The principle of subsidiarity — the notion that decisions should be taken as close to the local level as possible — is, of course, the darling of the eurosceptics, who fear the grasping tentacles of Brussels, and romanticize about the shire-moots and hundreds of yore. But applied to the Church the idea is infinitely less attractive.
The Church of God is One, Holy, Catholic and Apostolic. It is structured top down, not bottom up; that is to say that its unity and sense of purpose and mission derive from what is held in common because handed down from the apostolic age, not because of a consensus among a number of autonomous local churches.

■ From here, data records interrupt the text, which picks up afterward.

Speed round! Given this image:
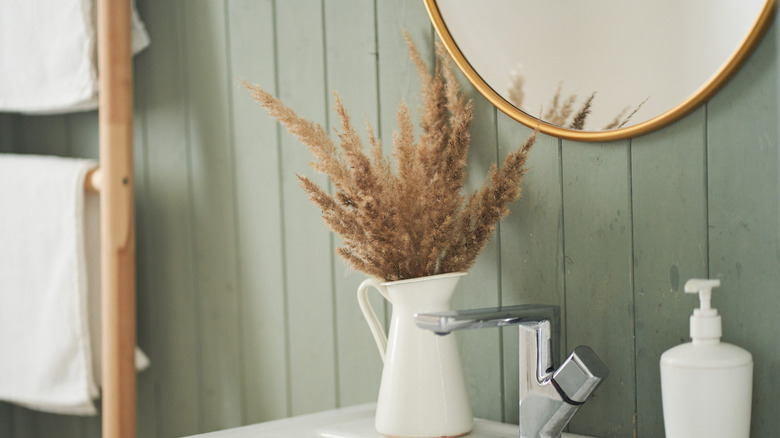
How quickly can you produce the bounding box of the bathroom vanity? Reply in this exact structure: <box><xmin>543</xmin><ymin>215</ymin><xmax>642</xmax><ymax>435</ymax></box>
<box><xmin>184</xmin><ymin>403</ymin><xmax>588</xmax><ymax>438</ymax></box>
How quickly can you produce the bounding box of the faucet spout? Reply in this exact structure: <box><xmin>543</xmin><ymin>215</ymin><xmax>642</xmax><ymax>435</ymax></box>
<box><xmin>415</xmin><ymin>304</ymin><xmax>609</xmax><ymax>438</ymax></box>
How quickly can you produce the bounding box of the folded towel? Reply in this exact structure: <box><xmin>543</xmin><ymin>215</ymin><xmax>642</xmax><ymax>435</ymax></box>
<box><xmin>0</xmin><ymin>154</ymin><xmax>145</xmax><ymax>415</ymax></box>
<box><xmin>0</xmin><ymin>0</ymin><xmax>149</xmax><ymax>113</ymax></box>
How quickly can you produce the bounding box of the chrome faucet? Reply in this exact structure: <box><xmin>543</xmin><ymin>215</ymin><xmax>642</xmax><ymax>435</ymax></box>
<box><xmin>415</xmin><ymin>304</ymin><xmax>609</xmax><ymax>438</ymax></box>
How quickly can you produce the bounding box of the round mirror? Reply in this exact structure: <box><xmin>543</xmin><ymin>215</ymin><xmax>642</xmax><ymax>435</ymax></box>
<box><xmin>425</xmin><ymin>0</ymin><xmax>775</xmax><ymax>141</ymax></box>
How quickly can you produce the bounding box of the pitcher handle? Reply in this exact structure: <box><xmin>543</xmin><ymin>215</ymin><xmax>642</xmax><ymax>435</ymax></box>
<box><xmin>358</xmin><ymin>278</ymin><xmax>390</xmax><ymax>362</ymax></box>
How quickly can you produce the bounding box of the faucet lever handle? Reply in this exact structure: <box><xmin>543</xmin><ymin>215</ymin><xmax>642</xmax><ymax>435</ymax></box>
<box><xmin>551</xmin><ymin>345</ymin><xmax>609</xmax><ymax>406</ymax></box>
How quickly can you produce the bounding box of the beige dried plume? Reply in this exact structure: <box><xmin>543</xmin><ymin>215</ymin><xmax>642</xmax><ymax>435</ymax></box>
<box><xmin>244</xmin><ymin>33</ymin><xmax>536</xmax><ymax>281</ymax></box>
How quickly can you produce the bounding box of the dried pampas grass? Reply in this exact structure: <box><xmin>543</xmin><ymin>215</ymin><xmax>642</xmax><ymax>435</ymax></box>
<box><xmin>244</xmin><ymin>33</ymin><xmax>536</xmax><ymax>281</ymax></box>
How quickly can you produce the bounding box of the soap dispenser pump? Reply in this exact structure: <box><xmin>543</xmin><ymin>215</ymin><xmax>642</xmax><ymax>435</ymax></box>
<box><xmin>661</xmin><ymin>279</ymin><xmax>753</xmax><ymax>438</ymax></box>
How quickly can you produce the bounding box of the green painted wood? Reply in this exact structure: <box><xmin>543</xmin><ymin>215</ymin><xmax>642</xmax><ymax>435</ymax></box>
<box><xmin>15</xmin><ymin>115</ymin><xmax>70</xmax><ymax>157</ymax></box>
<box><xmin>65</xmin><ymin>111</ymin><xmax>100</xmax><ymax>159</ymax></box>
<box><xmin>276</xmin><ymin>0</ymin><xmax>337</xmax><ymax>415</ymax></box>
<box><xmin>562</xmin><ymin>141</ymin><xmax>636</xmax><ymax>437</ymax></box>
<box><xmin>498</xmin><ymin>120</ymin><xmax>565</xmax><ymax>424</ymax></box>
<box><xmin>181</xmin><ymin>0</ymin><xmax>244</xmax><ymax>430</ymax></box>
<box><xmin>631</xmin><ymin>108</ymin><xmax>707</xmax><ymax>437</ymax></box>
<box><xmin>376</xmin><ymin>0</ymin><xmax>434</xmax><ymax>150</ymax></box>
<box><xmin>136</xmin><ymin>1</ymin><xmax>206</xmax><ymax>437</ymax></box>
<box><xmin>131</xmin><ymin>65</ymin><xmax>158</xmax><ymax>438</ymax></box>
<box><xmin>452</xmin><ymin>81</ymin><xmax>503</xmax><ymax>420</ymax></box>
<box><xmin>707</xmin><ymin>26</ymin><xmax>780</xmax><ymax>436</ymax></box>
<box><xmin>0</xmin><ymin>113</ymin><xmax>17</xmax><ymax>153</ymax></box>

The principal legacy of the Apostolic Age, which has hitherto assured the unity of the Anglican Communion, is the three-fold gift of Holy Scripture, Holy Order and the Catholic Creeds. They are an inheritance which no local church, or even the Church Universal, can add to or amend.
But, first, with the advent of women priests and bishops Holy Order was abandoned. (‘It is frequently argued’, writes Fr Jonathan Baker, ‘that to ordain women as bishops is to not to change the episcopate, but rather simply to enlarge its scope … On the contrary, it is a wilful departure from the tradition with the expressed aim of amending the faults and eliminating the prejudices of those who initiated and formed it’ (Consecrated Women?, para 8.2.2)).
Then, with the failure to discipline Jack Spong (who denied all the doctrines of the Catholic Creeds, unrepentantly and simultaneously, and still remained a bishop in good standing with an invitation to Lambeth 1998) the creeds were abandoned.
Finally, with the failure to discipline and admonish Charles Bennison (who publicly proclaimed that the scriptures could be rewritten at the convenience of the contemporary church) the Canon of Scripture was abandoned.
Small wonder that any two-bit diocese now believes that it has the right to decide any issue which has drifted to the top of the pile: gay bishops, same sex unions, or whatever next – With the framework in tatters, subsidiarity, rules OK.